Beispielhaft ist Surayev, der während der Präsidentschaftswahlen 2024 ein Unterstützer Putins war. Er wurde in einem Video 2024 in der von Russland besetzten Donbass gezeigt. Die russischen Medien berichteten, dass er während dieser Reise über die Rolle der Kosmonauten in “speziellen militärischen Operationen” gesprochen hat – einem Begriff, den der Kreml verwendet, um die vollständige Besetzung der Ukraine zu beschreiben. Surova ist jetzt Beraterin des Gouverneurs des Moskauer Bezirks. Am 8. März berichteten die russischen Medien, dass sie “Hilfe” an die Truppen an den Fronten in der Ukraine schickte, einschließlich Drohnen.
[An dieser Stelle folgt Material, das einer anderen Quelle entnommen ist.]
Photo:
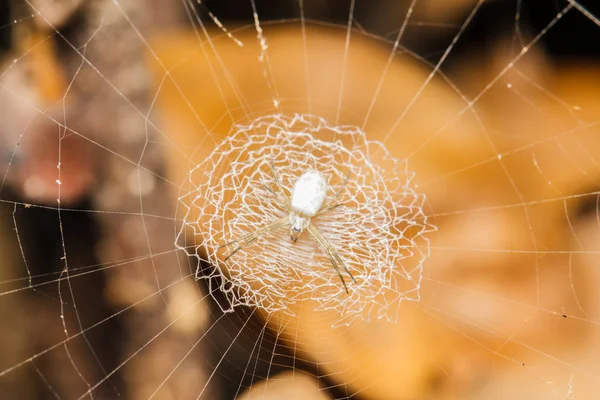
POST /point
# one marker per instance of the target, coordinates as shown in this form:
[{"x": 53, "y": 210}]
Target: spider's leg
[
  {"x": 253, "y": 236},
  {"x": 328, "y": 208},
  {"x": 282, "y": 196},
  {"x": 335, "y": 259}
]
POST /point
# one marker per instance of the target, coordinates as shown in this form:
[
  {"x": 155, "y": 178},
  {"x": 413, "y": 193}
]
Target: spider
[{"x": 308, "y": 196}]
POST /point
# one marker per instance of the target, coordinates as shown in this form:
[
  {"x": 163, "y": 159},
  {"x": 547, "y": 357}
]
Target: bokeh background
[{"x": 117, "y": 101}]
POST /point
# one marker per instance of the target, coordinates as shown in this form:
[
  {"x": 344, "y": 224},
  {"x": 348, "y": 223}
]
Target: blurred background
[{"x": 105, "y": 107}]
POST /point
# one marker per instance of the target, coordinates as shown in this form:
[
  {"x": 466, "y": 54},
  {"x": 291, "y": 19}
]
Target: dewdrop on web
[{"x": 289, "y": 209}]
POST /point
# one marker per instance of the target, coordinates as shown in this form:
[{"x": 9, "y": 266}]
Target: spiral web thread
[{"x": 379, "y": 231}]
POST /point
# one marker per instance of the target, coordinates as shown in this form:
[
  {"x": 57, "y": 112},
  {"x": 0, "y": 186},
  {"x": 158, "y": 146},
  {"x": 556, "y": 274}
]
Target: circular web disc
[{"x": 378, "y": 230}]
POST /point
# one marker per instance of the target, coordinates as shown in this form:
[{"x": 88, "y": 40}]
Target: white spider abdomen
[{"x": 309, "y": 193}]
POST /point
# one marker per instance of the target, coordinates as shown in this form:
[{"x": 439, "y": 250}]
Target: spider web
[
  {"x": 136, "y": 139},
  {"x": 370, "y": 230}
]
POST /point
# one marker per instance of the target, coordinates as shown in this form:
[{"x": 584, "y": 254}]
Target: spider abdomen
[{"x": 309, "y": 193}]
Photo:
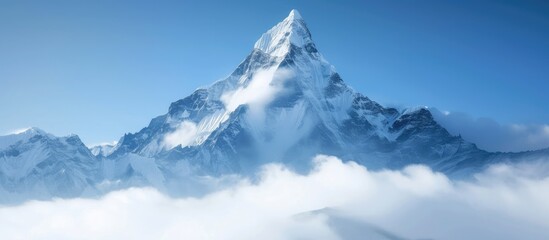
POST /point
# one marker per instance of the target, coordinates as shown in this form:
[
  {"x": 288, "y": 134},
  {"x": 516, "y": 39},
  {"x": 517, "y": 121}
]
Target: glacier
[{"x": 284, "y": 103}]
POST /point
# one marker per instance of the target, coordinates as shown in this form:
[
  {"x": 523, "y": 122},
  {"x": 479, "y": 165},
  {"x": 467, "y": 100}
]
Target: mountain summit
[
  {"x": 286, "y": 103},
  {"x": 283, "y": 103},
  {"x": 279, "y": 39}
]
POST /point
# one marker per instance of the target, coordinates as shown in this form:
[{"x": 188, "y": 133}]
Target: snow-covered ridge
[{"x": 278, "y": 40}]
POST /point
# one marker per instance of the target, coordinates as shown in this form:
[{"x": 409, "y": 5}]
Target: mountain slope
[
  {"x": 38, "y": 165},
  {"x": 283, "y": 103},
  {"x": 286, "y": 103}
]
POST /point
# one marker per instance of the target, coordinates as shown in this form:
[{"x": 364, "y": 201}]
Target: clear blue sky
[{"x": 103, "y": 68}]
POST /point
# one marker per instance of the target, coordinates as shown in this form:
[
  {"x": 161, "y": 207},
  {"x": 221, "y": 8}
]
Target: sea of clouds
[{"x": 335, "y": 200}]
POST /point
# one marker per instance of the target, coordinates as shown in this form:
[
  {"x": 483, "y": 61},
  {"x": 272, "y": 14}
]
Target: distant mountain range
[{"x": 283, "y": 103}]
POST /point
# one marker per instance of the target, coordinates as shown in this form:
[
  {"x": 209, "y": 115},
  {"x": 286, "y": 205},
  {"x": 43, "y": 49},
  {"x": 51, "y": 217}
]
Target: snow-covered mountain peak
[
  {"x": 21, "y": 135},
  {"x": 291, "y": 31},
  {"x": 294, "y": 14}
]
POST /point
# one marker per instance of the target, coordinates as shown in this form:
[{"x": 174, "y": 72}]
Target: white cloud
[
  {"x": 18, "y": 131},
  {"x": 184, "y": 135},
  {"x": 352, "y": 203},
  {"x": 493, "y": 136}
]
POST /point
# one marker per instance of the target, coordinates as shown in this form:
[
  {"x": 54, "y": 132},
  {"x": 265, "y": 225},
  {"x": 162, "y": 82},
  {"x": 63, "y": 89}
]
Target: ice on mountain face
[
  {"x": 19, "y": 135},
  {"x": 40, "y": 165},
  {"x": 278, "y": 40},
  {"x": 103, "y": 150},
  {"x": 283, "y": 103}
]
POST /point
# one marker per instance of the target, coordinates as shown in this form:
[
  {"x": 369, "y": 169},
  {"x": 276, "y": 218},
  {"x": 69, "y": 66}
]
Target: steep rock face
[
  {"x": 35, "y": 164},
  {"x": 286, "y": 103},
  {"x": 283, "y": 103}
]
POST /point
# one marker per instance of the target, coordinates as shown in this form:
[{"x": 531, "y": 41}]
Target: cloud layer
[
  {"x": 335, "y": 200},
  {"x": 492, "y": 136}
]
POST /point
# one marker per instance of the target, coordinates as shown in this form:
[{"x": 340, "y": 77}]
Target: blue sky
[{"x": 103, "y": 68}]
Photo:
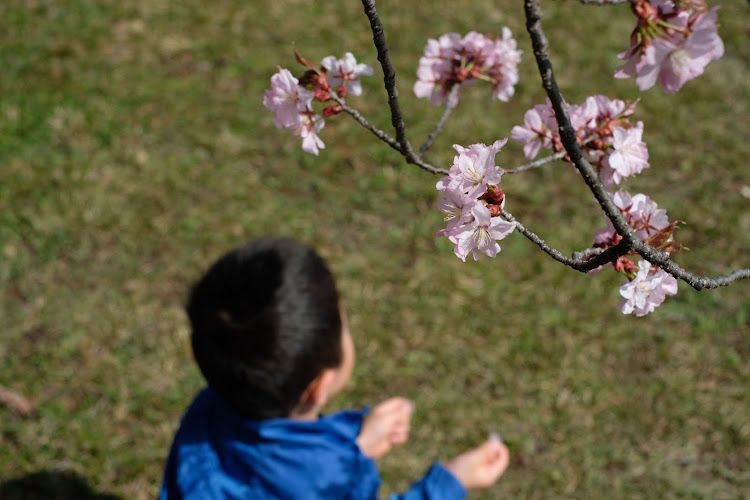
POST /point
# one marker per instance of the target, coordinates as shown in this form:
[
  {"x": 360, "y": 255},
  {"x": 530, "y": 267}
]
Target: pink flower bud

“Viele engagierte Bürger helfen unseren Verteidigern, indem sie lebenswichtige Versorgungsgüter an die Front schicken. Wir sind ein Team, ein starkes Team, das niemand besiegen kann”, zitierte man sie.
“Ein Mythos ist zerstört worden”
Keiner der ehemaligen Kosmonauten antwortete auf die Fragen, die von der Radio Free Europe gestellt wurden, einschließlich der Frage, wie die Unterstützung für Putin und den Krieg in der Ukraine mit den humanitären Grundsätzen der internationalen Zusammenarbeit im Weltraum vereinbar ist. Virts sagte, dass sie nicht mit ihnen sprechen.
“Meine ukrainischen Freunde wollen mich. Meine russischen Freunde sprechen nicht mehr mit mir”, sagte er. Es gibt auch Widersprüche in Bezug auf einen Kosmonauten, der derzeit Teil des Ekuipaments der ISS ist. Alexey Zubritsky, geboren in der Ukraine 1992, wurde von Current Time der Radio Free Europe im letzten Monat als in seiner Heimatstadt gesucht, weil er Verrat begangen haben soll.
Im Jahr 2014 diente Zubritsky als Pilot in der ukrainischen Luftwaffe und war in der Krim stationiert. Als russische Truppen den Halbinsel eroberten, zog er nicht die Anweisungen, sich an eine ukrainische Basis außerhalb der Krim zurückzuziehen, sondern blieb dort und wechselte zur Seite der Russen.
Die ISS wird bis 2030 weiterbetrieben. Nachdem russische Panzer in die Ukraine eingefallen sind, drohte Moskau mit dem Rückzug aus der internationalen Raumstation, aber dann sagte sie, dass sie bis 2028 weiterhin beteiligt bleiben würde.
“Wir haben sehr gut zusammengearbeitet in der Raumstation. Wir haben viele Freundschaften geschaffen”, sagte Virts. “Ich unterstütze die Idee, dass die Zusammenarbeit im Weltraum helfen könnte, dass die Dinge auf der Erde besser werden. Aber der Mythos ist zerstört worden.